We were honestly not aware that CO₂ was a potential risk at this destination. The Airbnb host downplayed it (“think of it like a smoke detector, just a precaution”), but my partner was understandably uneasy. So I decided to turn it into a small holiday Home Assistant project. It turned out to be much easier than I expected.

Each indoor sensor has a QR code that links to a very simple public webpage showing:

  • CO₂ concentration
  • humidity
  • temperature
  • relative pressure

Screenshot of the webpage (I can’t share the link due to privacy):

So all I had to do was scrape that page and turn it into a Home Assistant sensor.

Example (URL partially anonymized for privacy):

- platform: rest
  name: "CO2 Puerto Naos"
  unique_id: co2_puerto_naos
  resource: "https://red.alerta-co2.org/_A6BXXXXX"
  scan_interval: 60
  timeout: 15
  headers:
    User-Agent: "HomeAssistant"
  value_template: >
    {% set t = value | regex_findall_index(
      'Dióxido de carbono</td>\\s*<td>\\s*([0-9]+),([0-9]+)\\s*PPM', 0
    ) %}
    {{ (t[0] ~ '.' ~ t[1]) | float }}
  unit_of_measurement: "ppm"
  device_class: carbon_dioxide
  state_class: measurement

Humidity, temperature, pressure, battery level, etc. can be extracted in exactly the same way.

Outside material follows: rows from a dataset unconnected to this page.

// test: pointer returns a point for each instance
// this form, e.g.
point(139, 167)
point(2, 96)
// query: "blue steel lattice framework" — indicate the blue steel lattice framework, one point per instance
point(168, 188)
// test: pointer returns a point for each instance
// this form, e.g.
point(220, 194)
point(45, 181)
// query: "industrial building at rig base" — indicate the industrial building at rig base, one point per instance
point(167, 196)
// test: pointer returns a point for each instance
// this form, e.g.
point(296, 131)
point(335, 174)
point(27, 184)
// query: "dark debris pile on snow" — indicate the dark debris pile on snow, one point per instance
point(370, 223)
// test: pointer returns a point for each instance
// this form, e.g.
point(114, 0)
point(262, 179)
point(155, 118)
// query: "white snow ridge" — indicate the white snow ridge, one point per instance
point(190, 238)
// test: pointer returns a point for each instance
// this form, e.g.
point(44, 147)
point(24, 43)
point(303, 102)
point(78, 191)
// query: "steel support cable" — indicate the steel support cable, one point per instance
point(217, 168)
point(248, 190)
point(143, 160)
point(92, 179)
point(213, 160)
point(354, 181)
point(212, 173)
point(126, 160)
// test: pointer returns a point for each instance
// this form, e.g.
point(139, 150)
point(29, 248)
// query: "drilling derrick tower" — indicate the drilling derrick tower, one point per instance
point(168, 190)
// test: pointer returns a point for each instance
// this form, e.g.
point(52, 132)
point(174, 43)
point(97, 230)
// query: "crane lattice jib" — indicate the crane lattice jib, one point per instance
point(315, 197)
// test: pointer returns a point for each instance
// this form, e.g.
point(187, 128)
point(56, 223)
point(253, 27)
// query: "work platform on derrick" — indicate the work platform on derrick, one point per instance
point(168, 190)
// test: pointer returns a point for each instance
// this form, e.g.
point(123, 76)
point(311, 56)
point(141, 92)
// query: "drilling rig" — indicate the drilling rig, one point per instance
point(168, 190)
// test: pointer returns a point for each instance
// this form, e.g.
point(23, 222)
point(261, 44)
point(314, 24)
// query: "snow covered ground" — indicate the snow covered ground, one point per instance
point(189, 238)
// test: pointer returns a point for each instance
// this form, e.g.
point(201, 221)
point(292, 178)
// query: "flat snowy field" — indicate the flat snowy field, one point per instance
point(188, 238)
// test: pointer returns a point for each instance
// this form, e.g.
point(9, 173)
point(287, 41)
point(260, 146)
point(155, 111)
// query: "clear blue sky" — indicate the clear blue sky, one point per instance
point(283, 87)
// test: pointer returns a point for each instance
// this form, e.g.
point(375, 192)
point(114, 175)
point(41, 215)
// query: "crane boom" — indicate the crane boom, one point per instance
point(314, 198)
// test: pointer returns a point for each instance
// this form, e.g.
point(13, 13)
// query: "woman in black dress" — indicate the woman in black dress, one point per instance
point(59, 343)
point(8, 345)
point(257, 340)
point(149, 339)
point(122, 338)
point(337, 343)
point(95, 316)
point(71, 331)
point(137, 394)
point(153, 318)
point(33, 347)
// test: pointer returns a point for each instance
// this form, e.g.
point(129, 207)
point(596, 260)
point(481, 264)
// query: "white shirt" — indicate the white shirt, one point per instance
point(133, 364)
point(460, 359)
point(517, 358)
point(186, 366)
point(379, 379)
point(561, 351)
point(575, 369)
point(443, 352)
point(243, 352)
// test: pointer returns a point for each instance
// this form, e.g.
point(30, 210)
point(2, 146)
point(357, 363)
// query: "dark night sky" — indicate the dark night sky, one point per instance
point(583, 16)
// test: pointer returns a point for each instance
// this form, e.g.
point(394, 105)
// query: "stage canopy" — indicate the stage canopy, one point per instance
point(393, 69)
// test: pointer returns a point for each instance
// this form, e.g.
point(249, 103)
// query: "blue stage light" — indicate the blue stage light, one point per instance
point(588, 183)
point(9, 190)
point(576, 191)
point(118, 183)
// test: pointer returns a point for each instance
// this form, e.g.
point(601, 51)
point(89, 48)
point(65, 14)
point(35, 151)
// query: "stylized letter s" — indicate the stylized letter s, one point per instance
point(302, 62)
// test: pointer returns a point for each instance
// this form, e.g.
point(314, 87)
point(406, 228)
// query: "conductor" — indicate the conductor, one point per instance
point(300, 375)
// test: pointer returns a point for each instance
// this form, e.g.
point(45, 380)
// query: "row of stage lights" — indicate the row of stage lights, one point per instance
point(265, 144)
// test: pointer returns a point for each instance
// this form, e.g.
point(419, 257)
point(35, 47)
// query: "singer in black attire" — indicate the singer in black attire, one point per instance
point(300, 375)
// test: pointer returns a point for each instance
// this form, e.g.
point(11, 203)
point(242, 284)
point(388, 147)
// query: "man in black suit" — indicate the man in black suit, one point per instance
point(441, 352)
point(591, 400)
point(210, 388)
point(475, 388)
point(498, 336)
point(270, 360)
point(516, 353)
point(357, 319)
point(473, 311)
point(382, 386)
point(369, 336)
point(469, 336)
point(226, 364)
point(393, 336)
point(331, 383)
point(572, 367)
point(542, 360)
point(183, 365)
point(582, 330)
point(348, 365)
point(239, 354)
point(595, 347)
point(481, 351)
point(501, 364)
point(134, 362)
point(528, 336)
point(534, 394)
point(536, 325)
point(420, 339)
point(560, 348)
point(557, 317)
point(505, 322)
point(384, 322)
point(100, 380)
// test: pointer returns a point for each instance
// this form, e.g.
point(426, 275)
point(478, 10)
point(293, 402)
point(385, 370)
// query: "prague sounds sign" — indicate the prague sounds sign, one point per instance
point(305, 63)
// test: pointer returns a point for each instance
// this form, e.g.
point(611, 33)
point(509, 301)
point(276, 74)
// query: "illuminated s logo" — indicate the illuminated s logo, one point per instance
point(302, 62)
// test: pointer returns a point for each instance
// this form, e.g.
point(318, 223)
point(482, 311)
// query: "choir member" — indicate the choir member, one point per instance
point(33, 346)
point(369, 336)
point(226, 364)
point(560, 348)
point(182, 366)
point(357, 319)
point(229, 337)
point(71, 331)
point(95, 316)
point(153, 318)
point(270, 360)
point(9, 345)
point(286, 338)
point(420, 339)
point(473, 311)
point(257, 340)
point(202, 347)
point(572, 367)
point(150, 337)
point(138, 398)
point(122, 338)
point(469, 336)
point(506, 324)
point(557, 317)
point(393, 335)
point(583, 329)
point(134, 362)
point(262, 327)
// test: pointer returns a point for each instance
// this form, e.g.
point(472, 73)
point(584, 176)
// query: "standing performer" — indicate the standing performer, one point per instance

Once the sensor was in HA, everything else was trivial:

  • simple automations for threshold-based notifications
  • graphs showing the daily evolution
  • reassurance during the night (there was some concern it might spike while sleeping—it didn’t)

The biggest benefit was psychological: instead of repeatedly walking over to the physical sensor to “check again”, my partner could rely on notifications and trends. That alone reduced stress significantly.

If I were living there long-term, I’d probably ask neighbors if they’re willing to share their sensor URLs and build aggregated views or averages. This isn’t a “1200 ppm, open a window” scenario—it’s more a 40,000 ppm, drop everything and evacuate the area kind of risk. Early detection and alerting really matter.

For anyone interested in the broader context of these sensors and why Puerto Naos is so heavily monitored, this BBC piece gives a good overview:

Hopefully this helps someone else in a similar situation—or at least shows how flexible Home Assistant can be, even on holiday.

By the way: I can only recommend La Palma as a holiday destination. The weather is great, the nature is really beautifull, the people are kind and the vulcano is sleeping (for now).